I've been thinking for years that if you want kids to feel good about themselves (and in a moment I'll tell whether that's even all that important), there have to be three ingredients. First and foremost, you've got to get those kids to perform. Here I'm not calling for pre-Harvard/Stanford performance in preschool.

But rather if a kid only listens to his/her parents once out of five times, and the parents on the fifth time congratulate the kid for his excellent behavior, I can tell you that kid is still going to feel lousy about himself, because four of five times, he didn't do what his/her parents said, and internally to kids that means, "I'm bad." (No matter how much you say, "It's not you, Johnny, that's bad—it's what you did," kids until about age 8 cannot intellectually make the distinction—ask Piaget.) So you've got to get that kid to comply, whether through using positives or, dare I say, discipline (punishment lights up in red on my email screen every time I use the word, which I find totally amusing and apropos).

Next, when the kid does perform, you've got to acknowledge it; otherwise, the kid never knows what's good enough. This, in general, I don't find a problem in the families I work with, in that parents are saying "good job" these days for kids who handle breathing and blinking well enough.

Finally—and this comes much later for most kids—is an acknowledgment of difference—meaning everybody's different, and you can't be good at everything. This point hits kids particularly in early adolescence and may not get worked out until one's 20s (that long ain't that bad, by the way). However, a kid with learning differences may experience this crisis in elementary school, so acknowledging differences and finding areas of relative competency (everyone has at least one or two) can be helpful.

Still and all, the whole self-image/self-esteem concern is blown way out of proportion in terms of long-term outcomes. Baumgarten has shown quite strongly that self-esteem under the age of 13 has no predictive value on how kids turn out in their mid-20s. There are minimal correlations for teen's self-esteem and young adult outcomes. So all this worry about how children feel—and of course we'd prefer as parents that our kids feel good—if it leads to weird and untoward outcomes (like wimps or increased diagnoses of ADD/ADHD), should be challenged.

So now we're getting all these books. Ironically, the only thing that hasn't changed is parents' readiness to forego their own common sense and the wisdom of grandparents (yeah, our parents in the '50s and '60s didn't seem to do all that bad, after all) and continue to turn to experts who are now reversing 180 degrees their advice from 25 years ago.

And you know, it really all doesn't matter in the end. Judith Rich Harris was pilloried 10 years ago with her book, The Nurture Assumption, because she was interpreted by critics as saying it's all genetic, and parenting doesn't matter. Well, if you look at identical twins reared apart by different families, you're impressed with how similar they are by the time they reach 30. But Harris never said parenting doesn't matter.

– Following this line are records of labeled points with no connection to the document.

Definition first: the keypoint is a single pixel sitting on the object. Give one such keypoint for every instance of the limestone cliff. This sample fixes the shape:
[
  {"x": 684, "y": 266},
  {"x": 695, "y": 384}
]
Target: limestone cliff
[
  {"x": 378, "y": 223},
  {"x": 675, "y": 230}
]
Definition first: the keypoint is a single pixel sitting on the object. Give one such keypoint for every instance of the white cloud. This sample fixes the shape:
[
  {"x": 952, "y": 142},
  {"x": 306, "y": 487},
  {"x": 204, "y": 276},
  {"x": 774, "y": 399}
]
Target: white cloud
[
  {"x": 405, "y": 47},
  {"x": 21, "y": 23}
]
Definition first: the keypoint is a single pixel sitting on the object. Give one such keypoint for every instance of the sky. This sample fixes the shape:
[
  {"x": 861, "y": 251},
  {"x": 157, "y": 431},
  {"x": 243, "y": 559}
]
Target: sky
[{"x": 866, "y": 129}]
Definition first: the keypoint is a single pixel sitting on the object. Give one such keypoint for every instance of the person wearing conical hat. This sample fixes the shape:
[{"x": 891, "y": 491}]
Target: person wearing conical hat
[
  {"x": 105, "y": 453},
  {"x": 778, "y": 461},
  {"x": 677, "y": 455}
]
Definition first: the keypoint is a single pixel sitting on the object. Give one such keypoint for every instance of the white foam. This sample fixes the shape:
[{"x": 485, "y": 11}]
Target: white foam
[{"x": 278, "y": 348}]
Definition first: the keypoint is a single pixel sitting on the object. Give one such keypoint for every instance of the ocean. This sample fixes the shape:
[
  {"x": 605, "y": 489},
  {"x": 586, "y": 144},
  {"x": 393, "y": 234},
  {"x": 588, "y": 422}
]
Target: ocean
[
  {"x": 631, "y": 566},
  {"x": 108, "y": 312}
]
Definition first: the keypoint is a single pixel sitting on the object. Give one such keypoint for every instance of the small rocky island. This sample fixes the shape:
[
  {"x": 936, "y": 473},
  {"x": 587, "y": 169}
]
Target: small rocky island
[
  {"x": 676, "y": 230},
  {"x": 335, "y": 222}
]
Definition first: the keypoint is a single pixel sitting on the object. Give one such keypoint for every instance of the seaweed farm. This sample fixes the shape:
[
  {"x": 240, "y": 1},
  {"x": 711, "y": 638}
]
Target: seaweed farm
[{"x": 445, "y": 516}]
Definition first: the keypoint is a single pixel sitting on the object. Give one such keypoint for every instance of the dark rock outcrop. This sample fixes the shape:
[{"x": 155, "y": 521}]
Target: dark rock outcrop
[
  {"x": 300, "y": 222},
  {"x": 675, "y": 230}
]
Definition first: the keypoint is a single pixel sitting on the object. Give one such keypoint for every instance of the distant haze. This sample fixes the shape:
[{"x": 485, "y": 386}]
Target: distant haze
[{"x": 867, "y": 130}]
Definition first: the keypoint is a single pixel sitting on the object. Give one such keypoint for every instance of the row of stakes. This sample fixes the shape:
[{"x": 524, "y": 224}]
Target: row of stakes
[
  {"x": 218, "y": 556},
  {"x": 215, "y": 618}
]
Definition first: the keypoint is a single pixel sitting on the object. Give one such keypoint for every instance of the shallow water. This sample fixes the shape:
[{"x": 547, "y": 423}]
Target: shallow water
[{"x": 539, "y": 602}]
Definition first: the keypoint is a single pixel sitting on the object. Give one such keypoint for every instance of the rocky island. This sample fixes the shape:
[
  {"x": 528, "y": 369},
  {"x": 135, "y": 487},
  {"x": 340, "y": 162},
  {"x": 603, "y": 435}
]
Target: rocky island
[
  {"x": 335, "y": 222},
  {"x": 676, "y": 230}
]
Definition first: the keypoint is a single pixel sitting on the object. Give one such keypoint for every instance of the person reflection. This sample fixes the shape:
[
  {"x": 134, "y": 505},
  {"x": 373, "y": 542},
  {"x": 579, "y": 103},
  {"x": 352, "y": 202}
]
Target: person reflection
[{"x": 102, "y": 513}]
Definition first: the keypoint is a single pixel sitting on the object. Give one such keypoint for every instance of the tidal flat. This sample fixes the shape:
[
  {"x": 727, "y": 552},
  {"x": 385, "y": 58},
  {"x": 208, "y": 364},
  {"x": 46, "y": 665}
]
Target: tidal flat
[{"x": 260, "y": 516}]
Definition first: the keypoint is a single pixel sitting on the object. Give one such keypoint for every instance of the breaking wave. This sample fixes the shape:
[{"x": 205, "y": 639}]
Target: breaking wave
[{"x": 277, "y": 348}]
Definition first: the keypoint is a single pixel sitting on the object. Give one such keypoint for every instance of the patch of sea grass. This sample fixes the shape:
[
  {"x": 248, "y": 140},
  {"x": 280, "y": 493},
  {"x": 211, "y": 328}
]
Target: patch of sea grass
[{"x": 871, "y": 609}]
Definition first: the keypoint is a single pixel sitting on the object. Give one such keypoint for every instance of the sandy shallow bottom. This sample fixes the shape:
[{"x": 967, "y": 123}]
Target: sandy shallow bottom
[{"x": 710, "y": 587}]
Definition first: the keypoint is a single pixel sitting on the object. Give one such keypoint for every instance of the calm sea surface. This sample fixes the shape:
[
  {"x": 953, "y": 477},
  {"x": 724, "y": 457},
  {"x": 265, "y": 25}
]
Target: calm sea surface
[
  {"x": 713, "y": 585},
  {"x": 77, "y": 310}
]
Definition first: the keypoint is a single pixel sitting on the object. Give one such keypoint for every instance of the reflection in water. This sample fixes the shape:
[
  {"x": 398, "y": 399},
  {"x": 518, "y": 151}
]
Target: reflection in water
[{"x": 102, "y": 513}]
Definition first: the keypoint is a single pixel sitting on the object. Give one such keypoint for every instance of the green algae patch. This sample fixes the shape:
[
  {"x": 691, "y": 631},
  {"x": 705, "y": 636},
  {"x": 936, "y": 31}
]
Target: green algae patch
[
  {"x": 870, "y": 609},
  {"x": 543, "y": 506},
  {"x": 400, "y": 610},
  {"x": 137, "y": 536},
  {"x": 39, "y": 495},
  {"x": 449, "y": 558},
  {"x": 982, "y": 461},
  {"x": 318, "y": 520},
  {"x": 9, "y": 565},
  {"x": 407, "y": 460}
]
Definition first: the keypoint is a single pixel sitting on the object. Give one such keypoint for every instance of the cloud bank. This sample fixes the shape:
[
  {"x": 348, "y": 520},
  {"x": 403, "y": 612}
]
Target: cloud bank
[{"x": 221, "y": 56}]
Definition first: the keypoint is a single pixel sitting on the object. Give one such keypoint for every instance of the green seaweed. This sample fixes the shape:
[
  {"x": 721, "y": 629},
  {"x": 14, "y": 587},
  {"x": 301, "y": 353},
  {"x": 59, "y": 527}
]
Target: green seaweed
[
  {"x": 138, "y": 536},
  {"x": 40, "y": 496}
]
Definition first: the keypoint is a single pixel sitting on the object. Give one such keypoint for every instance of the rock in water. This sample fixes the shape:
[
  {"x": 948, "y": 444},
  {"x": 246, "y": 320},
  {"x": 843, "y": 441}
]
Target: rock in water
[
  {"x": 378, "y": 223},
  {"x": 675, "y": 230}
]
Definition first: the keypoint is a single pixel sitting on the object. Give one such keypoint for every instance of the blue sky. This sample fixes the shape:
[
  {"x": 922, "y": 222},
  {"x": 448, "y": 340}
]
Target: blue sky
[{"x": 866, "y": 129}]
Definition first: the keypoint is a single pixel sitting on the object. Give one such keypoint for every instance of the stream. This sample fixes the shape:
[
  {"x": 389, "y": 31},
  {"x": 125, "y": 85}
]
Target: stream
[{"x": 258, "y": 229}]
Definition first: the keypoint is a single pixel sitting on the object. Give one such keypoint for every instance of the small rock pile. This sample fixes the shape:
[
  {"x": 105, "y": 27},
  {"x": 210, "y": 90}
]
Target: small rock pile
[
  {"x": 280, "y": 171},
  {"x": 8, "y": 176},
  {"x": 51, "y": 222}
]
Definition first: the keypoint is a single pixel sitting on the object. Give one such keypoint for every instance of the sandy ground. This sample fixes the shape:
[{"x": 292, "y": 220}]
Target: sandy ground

If you married your spouse with the idea that you could fundamentally change his/her personality and behavior, most of us would consider that naive. However, how you act with your spouse on a day-to-day basis could make a big difference in the quality of that ongoing relationship. Harris uses that example to try to get parents to chill some in their worry and interventions over their kids.

Hey, it'll mostly all work out—even those kids who've been babied and pampered and worried over by those helicopter parents. It'll all work out. Mr. Rodgers wasn't wrong. He doesn't matter.